Her own research with Asian-American breast cancer survivors also shows the benefit of writing down fears and emotions:

“In my research study, I found long-term physical and psychological health benefits when research participants wrote about their deepest fears and the benefits of a breast cancer diagnosis.”

The findings from the study suggest participants perceived the writing task to be easy, revealed their emotions, and disclosed their experiences in writing that they had not previously told others. Lu added that health outcomes associated with the expressive writing intervention include a decrease of fatigue, intrusive thoughts, and reducing posttraumatic stress after three months. She also noted a decrease of fatigue, posttraumatic stress, and the increase of qualify of life and positive affect after six months.

The UK charity Childline offer this advice on their website for those children who feel guilty but don’t want to talk to anyone:

“If it feels too difficult to talk about how you’re feeling you could try writing it down somewhere safe. List all the things you think you did or said that you’re feeling guilty about. For each of these things, write down what other emotions you were feeling at the time and what else was going through your mind.

Then try and write down the answer to these questions:

– Do you still feel the same now?

– Was anyone else involved?

– Is there anything you want to do differently?

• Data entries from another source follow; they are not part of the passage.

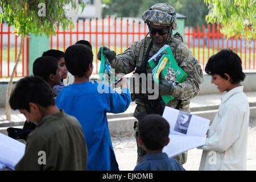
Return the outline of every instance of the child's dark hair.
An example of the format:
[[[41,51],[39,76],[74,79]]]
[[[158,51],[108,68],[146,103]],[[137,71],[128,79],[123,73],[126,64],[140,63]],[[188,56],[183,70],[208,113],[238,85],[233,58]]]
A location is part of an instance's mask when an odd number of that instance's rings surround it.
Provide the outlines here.
[[[55,105],[54,92],[49,85],[39,77],[27,76],[15,85],[9,100],[11,109],[30,112],[29,103],[47,107]]]
[[[87,41],[87,40],[79,40],[77,42],[76,42],[76,44],[83,44],[83,45],[85,45],[85,46],[88,46],[92,49],[92,44],[90,43],[90,42],[89,41]]]
[[[92,65],[93,54],[87,46],[76,44],[71,46],[65,51],[65,63],[68,71],[73,75],[81,77]]]
[[[55,57],[56,59],[59,61],[60,58],[63,57],[64,56],[64,52],[56,49],[49,49],[47,51],[43,53],[42,56],[52,56]]]
[[[225,79],[226,76],[224,73],[229,75],[232,84],[243,81],[245,78],[240,57],[230,49],[224,49],[212,56],[205,70],[209,75],[217,74]]]
[[[147,149],[160,150],[168,142],[170,125],[160,115],[149,114],[139,122],[138,133]]]
[[[36,59],[33,63],[34,76],[39,76],[48,82],[51,74],[56,75],[59,68],[57,60],[52,56],[42,56]]]

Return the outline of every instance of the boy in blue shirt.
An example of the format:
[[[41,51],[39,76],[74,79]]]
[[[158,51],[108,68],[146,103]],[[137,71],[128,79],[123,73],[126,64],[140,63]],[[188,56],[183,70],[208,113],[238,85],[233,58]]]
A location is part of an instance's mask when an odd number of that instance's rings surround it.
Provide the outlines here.
[[[65,64],[65,60],[64,59],[64,52],[56,49],[49,49],[47,51],[44,52],[42,56],[52,56],[55,57],[59,63],[60,69],[61,72],[61,79],[60,80],[60,84],[53,86],[54,92],[56,95],[61,90],[61,89],[65,86],[63,82],[63,79],[67,78],[68,77],[68,69],[67,69]]]
[[[138,125],[138,142],[147,152],[134,171],[185,171],[175,159],[162,152],[170,142],[170,125],[160,115],[149,114]]]
[[[75,81],[59,93],[58,107],[75,116],[84,131],[88,149],[87,170],[118,170],[108,126],[106,113],[124,112],[131,97],[123,81],[122,93],[103,84],[92,83],[93,55],[87,46],[76,44],[65,52],[65,62]]]

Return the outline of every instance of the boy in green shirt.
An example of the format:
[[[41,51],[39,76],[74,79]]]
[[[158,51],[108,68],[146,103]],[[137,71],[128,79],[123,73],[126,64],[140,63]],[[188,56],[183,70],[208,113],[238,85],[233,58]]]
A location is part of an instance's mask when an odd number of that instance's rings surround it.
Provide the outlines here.
[[[15,170],[86,170],[88,152],[76,118],[59,110],[54,93],[42,78],[19,81],[9,100],[27,121],[37,125],[28,136],[25,154]]]

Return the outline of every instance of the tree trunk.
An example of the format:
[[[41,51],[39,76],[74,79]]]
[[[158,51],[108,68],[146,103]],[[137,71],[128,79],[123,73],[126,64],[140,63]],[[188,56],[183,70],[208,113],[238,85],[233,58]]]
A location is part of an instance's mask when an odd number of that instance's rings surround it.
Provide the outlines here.
[[[22,53],[22,47],[23,46],[24,43],[24,35],[22,35],[20,44],[19,46],[19,54],[18,55],[17,59],[16,59],[16,63],[14,65],[14,67],[13,68],[13,73],[11,73],[11,77],[10,78],[9,82],[8,83],[7,92],[6,92],[6,104],[5,104],[5,114],[6,115],[6,120],[11,121],[11,107],[9,104],[9,100],[10,97],[11,96],[11,89],[13,88],[13,80],[14,77],[14,73],[16,72],[16,69],[17,68],[18,64],[19,61],[19,58],[20,55]]]

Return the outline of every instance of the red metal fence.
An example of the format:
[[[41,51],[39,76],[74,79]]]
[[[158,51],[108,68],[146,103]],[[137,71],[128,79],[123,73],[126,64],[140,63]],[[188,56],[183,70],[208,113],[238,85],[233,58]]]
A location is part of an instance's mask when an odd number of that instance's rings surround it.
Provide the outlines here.
[[[232,49],[240,56],[243,69],[255,69],[255,39],[248,40],[243,36],[238,38],[232,37],[227,39],[226,36],[220,33],[220,26],[214,24],[208,24],[207,28],[204,25],[203,28],[198,26],[197,31],[195,28],[192,28],[191,32],[189,28],[186,28],[185,31],[185,43],[203,65],[203,69],[210,56],[225,48]]]
[[[7,24],[0,24],[0,78],[10,77],[18,56],[20,36],[18,37]],[[13,31],[11,31],[13,30]],[[24,38],[22,55],[15,77],[28,75],[28,40]]]
[[[63,31],[60,28],[57,30],[56,35],[51,36],[51,48],[64,51],[79,40],[89,41],[93,47],[96,63],[95,73],[98,73],[100,68],[96,55],[100,46],[108,46],[119,53],[123,52],[131,43],[144,38],[148,32],[146,24],[141,23],[139,20],[131,19],[108,18],[80,20],[75,24],[74,27],[71,26],[68,31]],[[7,30],[3,30],[2,24],[1,27],[0,77],[9,77],[11,73],[12,59],[14,60],[16,59],[19,38],[12,34],[10,27]],[[226,36],[220,32],[218,25],[208,24],[207,27],[203,26],[203,30],[201,29],[200,26],[197,27],[197,31],[195,28],[185,28],[184,40],[204,69],[209,57],[224,48],[232,48],[240,55],[243,69],[255,69],[255,40],[249,41],[243,37],[232,38],[227,40]],[[5,46],[3,44],[3,39],[7,40]],[[14,43],[10,43],[10,40]],[[26,39],[23,48],[26,53],[22,56],[22,65],[15,76],[28,75],[28,42]],[[14,55],[13,58],[12,54]]]

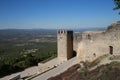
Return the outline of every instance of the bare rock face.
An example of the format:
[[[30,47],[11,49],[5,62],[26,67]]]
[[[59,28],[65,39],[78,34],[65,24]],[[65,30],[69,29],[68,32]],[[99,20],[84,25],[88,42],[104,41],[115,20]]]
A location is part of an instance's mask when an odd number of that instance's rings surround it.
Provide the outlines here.
[[[112,30],[120,30],[120,21],[112,23],[110,26],[108,26],[107,31],[112,31]]]

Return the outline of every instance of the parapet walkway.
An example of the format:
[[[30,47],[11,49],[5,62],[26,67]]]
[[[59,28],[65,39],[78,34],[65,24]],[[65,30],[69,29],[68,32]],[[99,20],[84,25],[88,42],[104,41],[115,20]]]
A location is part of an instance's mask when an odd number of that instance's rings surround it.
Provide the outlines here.
[[[33,78],[32,80],[47,80],[48,78],[52,77],[52,76],[56,76],[62,72],[64,72],[65,70],[67,70],[69,67],[71,67],[74,64],[79,63],[79,60],[77,59],[77,57],[74,57],[68,61],[65,61],[64,63],[60,64],[59,66],[57,66],[56,68],[41,74],[35,78]]]

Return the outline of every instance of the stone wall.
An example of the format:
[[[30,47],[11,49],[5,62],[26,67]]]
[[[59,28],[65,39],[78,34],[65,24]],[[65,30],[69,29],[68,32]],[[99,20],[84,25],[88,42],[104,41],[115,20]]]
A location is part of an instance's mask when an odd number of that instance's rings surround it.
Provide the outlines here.
[[[57,33],[58,58],[66,61],[73,55],[73,31],[58,30]]]
[[[109,28],[110,27],[110,28]],[[120,54],[120,24],[111,24],[105,31],[86,31],[78,44],[77,57],[92,61],[103,54]]]

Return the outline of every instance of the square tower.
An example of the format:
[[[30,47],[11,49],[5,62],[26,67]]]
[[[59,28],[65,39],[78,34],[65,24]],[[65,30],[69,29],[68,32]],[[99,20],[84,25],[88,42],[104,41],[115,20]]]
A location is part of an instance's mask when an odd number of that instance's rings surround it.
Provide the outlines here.
[[[58,30],[57,32],[58,59],[66,61],[73,56],[73,31]]]

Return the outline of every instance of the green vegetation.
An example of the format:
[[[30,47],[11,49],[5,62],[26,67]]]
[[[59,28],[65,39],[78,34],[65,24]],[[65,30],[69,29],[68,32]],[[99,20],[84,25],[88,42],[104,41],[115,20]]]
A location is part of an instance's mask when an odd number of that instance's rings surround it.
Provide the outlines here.
[[[56,51],[56,34],[53,31],[1,30],[0,77],[56,57]]]

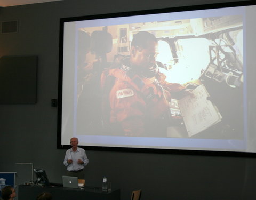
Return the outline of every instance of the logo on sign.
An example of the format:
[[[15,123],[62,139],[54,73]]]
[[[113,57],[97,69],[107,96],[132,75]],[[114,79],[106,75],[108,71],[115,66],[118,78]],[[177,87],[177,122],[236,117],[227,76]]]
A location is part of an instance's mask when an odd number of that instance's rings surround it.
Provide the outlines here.
[[[134,94],[133,90],[130,88],[118,90],[116,92],[116,98],[121,99],[124,97],[132,97]]]

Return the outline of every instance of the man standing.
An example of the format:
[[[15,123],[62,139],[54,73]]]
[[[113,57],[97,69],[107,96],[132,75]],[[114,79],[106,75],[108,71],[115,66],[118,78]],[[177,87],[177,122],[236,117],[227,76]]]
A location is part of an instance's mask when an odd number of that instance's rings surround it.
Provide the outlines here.
[[[3,200],[13,200],[16,197],[16,193],[11,186],[5,186],[2,189]]]
[[[155,36],[139,32],[131,42],[130,56],[102,73],[101,87],[104,99],[108,100],[103,103],[102,113],[103,116],[109,113],[104,118],[108,121],[112,134],[166,136],[171,121],[171,98],[189,94],[183,86],[165,81],[165,75],[159,70],[161,63],[156,61],[158,53]]]
[[[78,144],[77,138],[70,139],[72,148],[66,152],[63,163],[67,166],[68,175],[84,179],[84,168],[89,163],[89,160],[84,149],[78,147]]]

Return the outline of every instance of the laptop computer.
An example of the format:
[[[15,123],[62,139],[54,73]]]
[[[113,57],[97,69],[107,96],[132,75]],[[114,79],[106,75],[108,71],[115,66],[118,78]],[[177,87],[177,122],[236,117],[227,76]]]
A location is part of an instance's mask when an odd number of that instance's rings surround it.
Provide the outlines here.
[[[76,177],[62,175],[63,187],[70,188],[79,188],[78,179]]]

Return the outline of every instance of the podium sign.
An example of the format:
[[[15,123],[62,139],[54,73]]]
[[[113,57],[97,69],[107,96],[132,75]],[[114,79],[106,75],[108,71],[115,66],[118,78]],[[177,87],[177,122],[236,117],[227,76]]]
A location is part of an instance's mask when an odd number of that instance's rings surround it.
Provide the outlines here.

Once you’ve got all your thoughts and feelings out then you might find you start to feel differently. When you feel ready to move on, you can choose what you want to do with what you have written. You could tear it up into a thousand pieces or lock it away in a secret place.

Writing things down works really well in so many situations. The Royal College of Psychiatrists advises:

If something is troubling you and there is nothing you can do about it right away, try writing it down before going to bed and then tell yourself to deal with it tomorrow.

These are just some suggestions. How could you use writing things down to help yourself feel happier, more hopeful and more in control?